Within the Ruined Debris of an Apartment Block, I Saw a Book I Had Translated
Within the wreckage of a collapsed structure, a single image stayed with me: a volume I had rendered from the English language to Farsi, sitting half-buried in dust and ash. Its jacket was ripped and smudged, its sheets bent and scorched, but it was still readable. Still uttering words.
A City Amid Assault
Two days before, projectiles commenced attacking the city. There were no sirens, just sudden, violent explosions. The digital network was totally cut off. I was in my residence, working on a text about what it means to move language across tongues, and the principles and worries of occupying another’s voice. As structures collapsed, I sat revising a text that argued, in its subtle way, for the endurance of purpose.
Everything ceased. A manuscript my publisher had been about to publish was stuck when the facility closed. Shops shut one by one.
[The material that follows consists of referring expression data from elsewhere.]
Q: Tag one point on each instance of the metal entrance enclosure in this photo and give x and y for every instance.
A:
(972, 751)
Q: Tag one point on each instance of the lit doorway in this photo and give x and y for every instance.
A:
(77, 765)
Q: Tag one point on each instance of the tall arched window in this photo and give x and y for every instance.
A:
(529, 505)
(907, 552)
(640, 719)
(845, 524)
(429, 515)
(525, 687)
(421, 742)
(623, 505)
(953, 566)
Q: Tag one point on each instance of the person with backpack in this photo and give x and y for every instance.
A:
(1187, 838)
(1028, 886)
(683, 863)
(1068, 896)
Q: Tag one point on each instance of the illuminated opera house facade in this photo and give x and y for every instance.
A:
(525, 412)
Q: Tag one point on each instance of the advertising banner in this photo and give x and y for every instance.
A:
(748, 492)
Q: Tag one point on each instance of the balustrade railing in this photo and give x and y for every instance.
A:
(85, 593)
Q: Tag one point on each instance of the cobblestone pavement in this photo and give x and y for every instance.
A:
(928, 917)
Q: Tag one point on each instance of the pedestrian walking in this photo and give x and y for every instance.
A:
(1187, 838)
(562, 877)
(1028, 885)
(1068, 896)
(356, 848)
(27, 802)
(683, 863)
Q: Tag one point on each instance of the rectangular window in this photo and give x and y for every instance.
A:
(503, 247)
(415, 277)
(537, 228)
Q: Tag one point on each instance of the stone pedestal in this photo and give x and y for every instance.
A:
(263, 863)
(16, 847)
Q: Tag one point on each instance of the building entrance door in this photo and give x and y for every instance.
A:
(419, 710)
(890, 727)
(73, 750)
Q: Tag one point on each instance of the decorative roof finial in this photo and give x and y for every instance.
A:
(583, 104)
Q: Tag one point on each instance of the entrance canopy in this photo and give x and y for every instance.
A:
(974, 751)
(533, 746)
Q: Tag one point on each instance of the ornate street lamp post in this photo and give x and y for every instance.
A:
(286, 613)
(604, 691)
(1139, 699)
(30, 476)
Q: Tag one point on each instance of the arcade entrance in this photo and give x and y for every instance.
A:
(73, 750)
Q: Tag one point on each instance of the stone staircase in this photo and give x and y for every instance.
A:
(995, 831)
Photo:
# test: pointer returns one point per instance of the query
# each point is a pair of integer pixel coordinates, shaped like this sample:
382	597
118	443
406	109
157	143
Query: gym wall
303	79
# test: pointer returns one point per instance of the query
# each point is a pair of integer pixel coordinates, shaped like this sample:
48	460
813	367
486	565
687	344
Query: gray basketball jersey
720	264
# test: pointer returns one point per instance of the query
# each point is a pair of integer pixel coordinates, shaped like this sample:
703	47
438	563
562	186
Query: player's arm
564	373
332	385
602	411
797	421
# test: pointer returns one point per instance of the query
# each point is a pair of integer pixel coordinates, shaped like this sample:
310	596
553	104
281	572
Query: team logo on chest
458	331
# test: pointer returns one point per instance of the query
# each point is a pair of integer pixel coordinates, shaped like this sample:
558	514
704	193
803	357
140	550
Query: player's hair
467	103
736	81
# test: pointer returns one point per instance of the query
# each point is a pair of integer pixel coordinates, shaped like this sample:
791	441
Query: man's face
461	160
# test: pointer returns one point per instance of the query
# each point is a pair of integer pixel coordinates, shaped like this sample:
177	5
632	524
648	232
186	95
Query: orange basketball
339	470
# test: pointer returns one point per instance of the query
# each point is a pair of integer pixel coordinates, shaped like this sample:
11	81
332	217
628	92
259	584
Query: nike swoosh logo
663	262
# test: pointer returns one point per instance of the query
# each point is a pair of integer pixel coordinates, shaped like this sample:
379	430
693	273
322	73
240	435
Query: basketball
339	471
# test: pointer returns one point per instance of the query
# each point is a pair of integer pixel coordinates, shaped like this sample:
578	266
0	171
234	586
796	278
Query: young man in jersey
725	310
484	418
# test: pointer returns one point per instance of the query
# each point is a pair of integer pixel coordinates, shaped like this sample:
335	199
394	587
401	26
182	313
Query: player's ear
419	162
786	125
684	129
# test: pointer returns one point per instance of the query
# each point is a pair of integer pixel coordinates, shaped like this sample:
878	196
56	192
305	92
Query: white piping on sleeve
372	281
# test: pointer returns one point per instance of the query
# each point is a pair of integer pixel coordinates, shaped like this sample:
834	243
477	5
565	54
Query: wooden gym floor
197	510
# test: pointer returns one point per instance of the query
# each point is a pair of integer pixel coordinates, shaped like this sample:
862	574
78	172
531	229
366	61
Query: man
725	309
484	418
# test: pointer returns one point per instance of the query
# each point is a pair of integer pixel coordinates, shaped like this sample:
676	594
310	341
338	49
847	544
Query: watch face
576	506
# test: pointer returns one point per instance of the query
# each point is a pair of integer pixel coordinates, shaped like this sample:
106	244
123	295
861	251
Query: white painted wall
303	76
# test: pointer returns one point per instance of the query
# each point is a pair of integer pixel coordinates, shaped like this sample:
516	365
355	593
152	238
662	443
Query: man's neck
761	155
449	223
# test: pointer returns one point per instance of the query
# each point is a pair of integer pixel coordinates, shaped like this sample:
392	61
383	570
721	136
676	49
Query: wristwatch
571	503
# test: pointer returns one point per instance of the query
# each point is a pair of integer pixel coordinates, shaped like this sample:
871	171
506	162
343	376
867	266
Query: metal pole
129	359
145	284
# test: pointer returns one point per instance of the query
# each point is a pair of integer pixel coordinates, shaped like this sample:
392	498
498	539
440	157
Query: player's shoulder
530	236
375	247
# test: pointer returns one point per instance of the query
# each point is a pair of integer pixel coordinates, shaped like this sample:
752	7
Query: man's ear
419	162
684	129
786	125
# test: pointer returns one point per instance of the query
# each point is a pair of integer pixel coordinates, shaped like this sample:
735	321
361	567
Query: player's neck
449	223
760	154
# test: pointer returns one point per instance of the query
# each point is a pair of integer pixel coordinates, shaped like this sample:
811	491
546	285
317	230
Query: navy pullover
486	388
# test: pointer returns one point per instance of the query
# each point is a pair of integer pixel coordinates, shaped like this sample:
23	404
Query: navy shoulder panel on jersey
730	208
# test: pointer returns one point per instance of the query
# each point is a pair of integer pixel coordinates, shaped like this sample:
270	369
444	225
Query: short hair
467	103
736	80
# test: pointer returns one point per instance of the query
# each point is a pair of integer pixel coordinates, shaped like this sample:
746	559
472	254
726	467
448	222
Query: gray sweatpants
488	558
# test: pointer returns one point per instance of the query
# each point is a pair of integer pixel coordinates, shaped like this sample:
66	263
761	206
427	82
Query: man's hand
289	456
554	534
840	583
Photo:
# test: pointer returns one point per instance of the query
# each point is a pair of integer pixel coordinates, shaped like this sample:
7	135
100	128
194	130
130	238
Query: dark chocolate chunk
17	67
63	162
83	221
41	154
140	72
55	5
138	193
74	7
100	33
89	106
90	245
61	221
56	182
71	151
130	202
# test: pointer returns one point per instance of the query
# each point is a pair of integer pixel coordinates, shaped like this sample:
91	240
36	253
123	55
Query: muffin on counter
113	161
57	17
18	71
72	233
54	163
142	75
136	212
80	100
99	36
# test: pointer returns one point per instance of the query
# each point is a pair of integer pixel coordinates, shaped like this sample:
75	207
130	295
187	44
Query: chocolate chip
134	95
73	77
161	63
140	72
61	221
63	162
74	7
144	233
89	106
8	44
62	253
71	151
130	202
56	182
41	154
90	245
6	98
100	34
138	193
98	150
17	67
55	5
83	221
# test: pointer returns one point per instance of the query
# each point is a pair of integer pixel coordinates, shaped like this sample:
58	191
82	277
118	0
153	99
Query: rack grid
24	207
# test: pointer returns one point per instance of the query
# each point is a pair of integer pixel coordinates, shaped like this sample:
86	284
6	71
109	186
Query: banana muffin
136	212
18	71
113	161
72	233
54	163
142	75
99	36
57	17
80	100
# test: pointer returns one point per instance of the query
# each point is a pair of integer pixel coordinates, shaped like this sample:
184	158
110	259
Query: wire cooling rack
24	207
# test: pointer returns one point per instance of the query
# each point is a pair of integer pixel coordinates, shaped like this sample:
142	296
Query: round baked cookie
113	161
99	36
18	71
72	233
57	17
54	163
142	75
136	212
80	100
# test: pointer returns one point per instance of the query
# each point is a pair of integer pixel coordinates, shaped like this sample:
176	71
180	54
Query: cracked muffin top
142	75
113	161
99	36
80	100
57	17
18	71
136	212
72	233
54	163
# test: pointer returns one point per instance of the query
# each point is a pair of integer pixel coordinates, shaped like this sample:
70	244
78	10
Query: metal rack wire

One night, when the explosions were too nearby, my family and I rushed down the stairs toward the basement. I couldn’t stop thinking about the library in my apartment, holding reference books, valuable editions I had spent years collecting and every book I had ever translated. That collection was my life's work, and I didn’t know if I, or it, would endure the night.
Separation and Loss
My spouse left with her parents for what they thought would be less dangerous locations – places that, days later, were also hit. My daughter travelled to stay in another city. As her train was leaving, she sent me a photo: in the distance, a factory was on fire, black smoke coiling into the sky. People closest to me were suddenly somewhere else, and threat seemed to follow them.
During those days, moods passed over the city like a front: sudden fear, apprehension, moral outrage at the unfairness, then numbness. Beyond the emotional toll, the shelling destroyed my ability to work. Without electricity and the internet, I had no access to the quick searches and references that the craft demands.
Outside, shockwaves blew windows from their casings; at a cousin's house, every pane was destroyed, the possessions lay broken, personal effects spread throughout the rooms. When I visited, a woman sat before the destruction, creating at an easel, refusing to let quiet and debris have the last word.
Transforming Sorrow
A picture was shared on social media of a young poet who was died when missiles struck a building. Her poem went viral alongside her image. On a street where I once bought reference materials, I saw an aged woman dashing between alleys, calling a name. People said she had lost a son in a conflict over 30 years ago, and now, the bombs had triggered some buried memory. She was looking for a child who would never come home.
We were all converting, in our own way: turning devastation into picture, death into lines, sorrow into quest.
Translation as Resistance
A week after the attacks began, still surrounded by devastation, I found myself translating a story for young readers about a king whose daughter will get better only if she can grasp the moon. Though written for children, it carried profound meaning for me then. The author, who experienced the loss of his sight yet continued creating until the end of his life, understood something about reaching for the unattainable. I wondered if the moon was the calm we all longed for – seemingly impossible, yet still worth striving for.
During those nights, I understood translation as something greater than a skill: it was an act of resistance, of holding one's ground, of holding on.
One day, in full sunlight, blasts hit a prison; in those same hours, I was translating passages about a leader in his confinement, asking for more resources, insisting that linguistic work become his “main activity”. For him, translation was – as the author puts it – “a fact, hope, discipline, anchor, and metaphor” all at once.
A Marked Voice
And then came the image. I saw it on a website and saw that, within the ruins of another apartment block, lay one of my old translations, marked but whole, my name printed on the cover. The image was in colour, but it might as well have been monochrome, drained of life among the concrete and ruins. For most of my career, I had been invisible, as all translators are. But here was my work made seen – scarred, but surviving.
I looked at the image for a long time. The author writes that “all translation is a political act”, but I had never felt the true gravity of this until then. To translate, even under fire, was to say: “this voice mattered”. It will not be obliterated. To translate is not just to haul stories across languages, but to help them remain when everything else falls away. It is a quiet, determined declination to disappear.